Si Les Thibault sont un roman-fleuve, ils pourraient ressembler — n'en déplaise à Jean-Christophe — au Rhin, dont le caractère change à plusieurs reprises à mesure qu'il s'écoule des Alpes à la mer du Nord.
Il y a, d'abord, les six premiers tomes, du Cahier gris à La Mort du père, qui constituent presque un cycle à eux seuls. Ils sont d'ailleurs issus du premier mouvement intellectuel de Roger Martin du Gard, qui a d'abord conçu d'écrire un grand cycle dans lequel les personnages seraient suivis du début du siècle jusqu'aux années 1940. On y découvre les deux familles centrales, Thibault et Fontanin, chacune avec sa dureté ou son austérité, dans un style classique, délicieusement NRF, qui ne s'arrête jamais pour une description superflue mais nous fait découvrir les personnages au fil de l'eau, par touches légères. Le dramatis personae est étonnamment resserré : on quitte peu le cercle étroit des frères Thibault et de leur père, d'un petit entourage domestique, des deux enfants Fontanin et de leurs parents. C'est d'abord un gros roman psychologique de facture assez traditionnelle qu'a composé Martin du Gard. Sa réussite dans l'exercice est tout à fait notable, surtout en ce qui concerne la famille Thibault. Le personnage d'Antoine me semble particulièrement vivant et crédible, ce qui est d'autant plus précieux qu'il représente un type humain assez rare en littérature, du moins parmi les protagonistes : celui du personnage positif et énergique, technicien plein de ses facultés et finalement assez borné en dehors du “cercle étroit de sa spécialité” (Musil). Le père Thibault, Oscar, est aussi fort marquant et le sixième tome consacré à son agonie — je ne révèle rien en cela qui excède la portée du titre — est un petit chef-d'œuvre.

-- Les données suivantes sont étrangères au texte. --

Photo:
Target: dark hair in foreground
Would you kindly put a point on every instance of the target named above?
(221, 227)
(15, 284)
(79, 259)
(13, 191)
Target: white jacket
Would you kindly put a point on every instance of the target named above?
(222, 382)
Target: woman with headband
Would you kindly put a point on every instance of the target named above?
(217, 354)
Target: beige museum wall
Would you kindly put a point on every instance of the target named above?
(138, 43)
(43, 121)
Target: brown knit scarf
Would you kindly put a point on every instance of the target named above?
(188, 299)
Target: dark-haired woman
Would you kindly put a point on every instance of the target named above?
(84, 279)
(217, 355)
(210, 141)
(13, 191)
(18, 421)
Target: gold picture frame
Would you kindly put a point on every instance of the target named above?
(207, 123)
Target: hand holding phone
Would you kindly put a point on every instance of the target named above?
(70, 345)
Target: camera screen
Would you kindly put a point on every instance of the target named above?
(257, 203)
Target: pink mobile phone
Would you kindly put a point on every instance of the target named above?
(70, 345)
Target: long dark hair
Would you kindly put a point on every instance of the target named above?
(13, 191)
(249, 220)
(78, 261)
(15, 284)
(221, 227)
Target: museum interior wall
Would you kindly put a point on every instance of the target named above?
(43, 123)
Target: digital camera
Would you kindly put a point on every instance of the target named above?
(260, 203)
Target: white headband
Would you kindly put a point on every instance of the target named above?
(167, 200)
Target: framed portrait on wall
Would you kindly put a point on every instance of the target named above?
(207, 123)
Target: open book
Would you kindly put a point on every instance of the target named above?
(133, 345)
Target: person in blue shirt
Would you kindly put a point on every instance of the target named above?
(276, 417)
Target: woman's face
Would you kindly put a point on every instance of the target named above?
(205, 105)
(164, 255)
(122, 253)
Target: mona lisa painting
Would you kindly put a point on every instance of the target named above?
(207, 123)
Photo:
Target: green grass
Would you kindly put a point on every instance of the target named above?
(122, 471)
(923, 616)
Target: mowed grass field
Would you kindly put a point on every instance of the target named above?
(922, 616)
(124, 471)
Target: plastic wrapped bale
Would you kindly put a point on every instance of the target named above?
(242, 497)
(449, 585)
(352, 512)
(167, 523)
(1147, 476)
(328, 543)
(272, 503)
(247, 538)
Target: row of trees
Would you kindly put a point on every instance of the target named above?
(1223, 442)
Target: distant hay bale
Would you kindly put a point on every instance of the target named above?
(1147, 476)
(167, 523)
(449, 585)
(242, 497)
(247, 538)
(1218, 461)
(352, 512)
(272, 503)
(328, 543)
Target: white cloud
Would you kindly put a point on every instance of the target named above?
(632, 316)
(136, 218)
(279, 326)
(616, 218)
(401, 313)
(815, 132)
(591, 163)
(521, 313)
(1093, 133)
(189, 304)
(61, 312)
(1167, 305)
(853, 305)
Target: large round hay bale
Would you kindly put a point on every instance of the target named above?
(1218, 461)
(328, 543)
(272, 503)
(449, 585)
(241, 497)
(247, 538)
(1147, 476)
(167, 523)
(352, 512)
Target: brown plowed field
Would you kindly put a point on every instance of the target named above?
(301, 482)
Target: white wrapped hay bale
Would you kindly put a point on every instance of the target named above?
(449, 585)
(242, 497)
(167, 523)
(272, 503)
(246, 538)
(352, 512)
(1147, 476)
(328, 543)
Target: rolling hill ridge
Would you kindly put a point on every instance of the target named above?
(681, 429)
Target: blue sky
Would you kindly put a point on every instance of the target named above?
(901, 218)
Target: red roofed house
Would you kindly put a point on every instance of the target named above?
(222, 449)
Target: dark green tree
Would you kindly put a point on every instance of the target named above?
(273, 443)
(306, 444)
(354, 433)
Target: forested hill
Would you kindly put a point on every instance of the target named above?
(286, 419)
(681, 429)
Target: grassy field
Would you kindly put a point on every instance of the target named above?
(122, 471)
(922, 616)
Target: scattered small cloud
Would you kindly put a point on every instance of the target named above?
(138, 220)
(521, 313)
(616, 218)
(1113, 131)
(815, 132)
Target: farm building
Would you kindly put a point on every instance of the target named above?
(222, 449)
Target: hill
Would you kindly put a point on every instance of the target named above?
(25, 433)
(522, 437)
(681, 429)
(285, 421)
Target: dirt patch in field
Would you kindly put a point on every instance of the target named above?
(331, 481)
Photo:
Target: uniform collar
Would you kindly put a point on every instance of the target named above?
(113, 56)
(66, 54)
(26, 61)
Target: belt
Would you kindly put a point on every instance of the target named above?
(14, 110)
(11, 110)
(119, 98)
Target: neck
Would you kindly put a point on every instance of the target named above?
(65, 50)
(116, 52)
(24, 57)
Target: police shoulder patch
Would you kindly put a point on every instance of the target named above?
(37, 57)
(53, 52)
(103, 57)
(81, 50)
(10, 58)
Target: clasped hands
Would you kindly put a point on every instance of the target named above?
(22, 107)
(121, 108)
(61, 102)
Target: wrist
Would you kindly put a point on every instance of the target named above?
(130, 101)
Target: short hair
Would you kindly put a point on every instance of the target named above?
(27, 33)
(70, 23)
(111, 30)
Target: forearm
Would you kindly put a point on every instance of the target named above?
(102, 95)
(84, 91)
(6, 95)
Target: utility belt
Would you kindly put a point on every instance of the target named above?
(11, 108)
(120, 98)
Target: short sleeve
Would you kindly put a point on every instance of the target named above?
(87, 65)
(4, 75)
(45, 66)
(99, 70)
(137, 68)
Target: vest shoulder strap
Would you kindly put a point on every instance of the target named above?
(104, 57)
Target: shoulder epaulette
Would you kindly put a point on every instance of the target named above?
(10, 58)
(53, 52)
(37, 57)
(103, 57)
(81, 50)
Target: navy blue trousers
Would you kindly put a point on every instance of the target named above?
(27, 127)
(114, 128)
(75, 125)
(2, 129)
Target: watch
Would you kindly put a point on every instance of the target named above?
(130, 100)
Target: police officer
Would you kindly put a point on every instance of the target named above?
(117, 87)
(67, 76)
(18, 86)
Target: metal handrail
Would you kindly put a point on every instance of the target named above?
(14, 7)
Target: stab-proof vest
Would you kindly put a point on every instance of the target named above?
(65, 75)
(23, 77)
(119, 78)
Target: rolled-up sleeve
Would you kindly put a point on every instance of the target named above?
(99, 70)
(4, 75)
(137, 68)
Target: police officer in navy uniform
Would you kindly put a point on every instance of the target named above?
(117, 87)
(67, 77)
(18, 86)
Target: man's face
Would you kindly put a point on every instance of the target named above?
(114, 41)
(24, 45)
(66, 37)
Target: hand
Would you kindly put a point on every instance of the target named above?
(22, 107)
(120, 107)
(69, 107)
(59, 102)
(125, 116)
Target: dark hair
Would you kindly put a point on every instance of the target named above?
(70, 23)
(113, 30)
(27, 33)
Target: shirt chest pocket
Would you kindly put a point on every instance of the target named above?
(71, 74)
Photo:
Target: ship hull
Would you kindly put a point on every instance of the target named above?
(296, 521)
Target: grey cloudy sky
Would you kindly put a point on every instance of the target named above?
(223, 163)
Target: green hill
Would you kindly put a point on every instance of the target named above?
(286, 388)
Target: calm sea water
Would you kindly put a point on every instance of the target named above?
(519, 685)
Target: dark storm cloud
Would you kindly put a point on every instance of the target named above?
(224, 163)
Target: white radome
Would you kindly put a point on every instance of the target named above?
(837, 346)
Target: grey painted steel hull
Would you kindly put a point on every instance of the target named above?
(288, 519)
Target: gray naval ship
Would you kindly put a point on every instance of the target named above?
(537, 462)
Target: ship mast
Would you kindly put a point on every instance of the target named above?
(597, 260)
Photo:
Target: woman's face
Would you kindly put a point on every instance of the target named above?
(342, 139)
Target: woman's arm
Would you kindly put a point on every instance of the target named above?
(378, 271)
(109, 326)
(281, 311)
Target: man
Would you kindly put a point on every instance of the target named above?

Le tournant du septième tome, L'Été 1914, est fort marqué — il s'agit d'ailleurs d'une véritable rupture dans le projet artistique de Martin du Gard, qui décide de centrer la fin de son cycle sur la guerre, alors que ledit cycle ne devait faire que la traverser (un roman détruit, L'Appareillage, occupait cette septième place). Si ce virage a sans doute valu à son auteur le Nobel de Littérature, on ne peut être convaincu que la littérature elle-même y a gagné. L'Été 1914 est un récit très détaillé des quelques semaines qui précèdent l'éclatement de la Première Guerre mondiale. S'il s'agit d'un document précieux — on n'est pas sans songer, en le lisant, aux Sleepwalkers de Christopher Clark —, nourri de la méthode chartiste de son compositeur, l'ennui gagne parfois pendant qu'on égrène, jour après jour, les petits événements qui ont déversé toute l'Europe sur les champs de bataille. Ce rythme de feuilleton historique affaiblit la composante psychologique de l'œuvre, et on peine à retrouver de grandes scènes dans cette part de l'ouvrage, alors que la volonté de Martin du Gard de présenter un panorama de l'époque le conduit à multiplier les petites invraisemblances (le milieu genevois de Jacques Thibault, l'invraisemblable destruction de documents compromettants, etc.).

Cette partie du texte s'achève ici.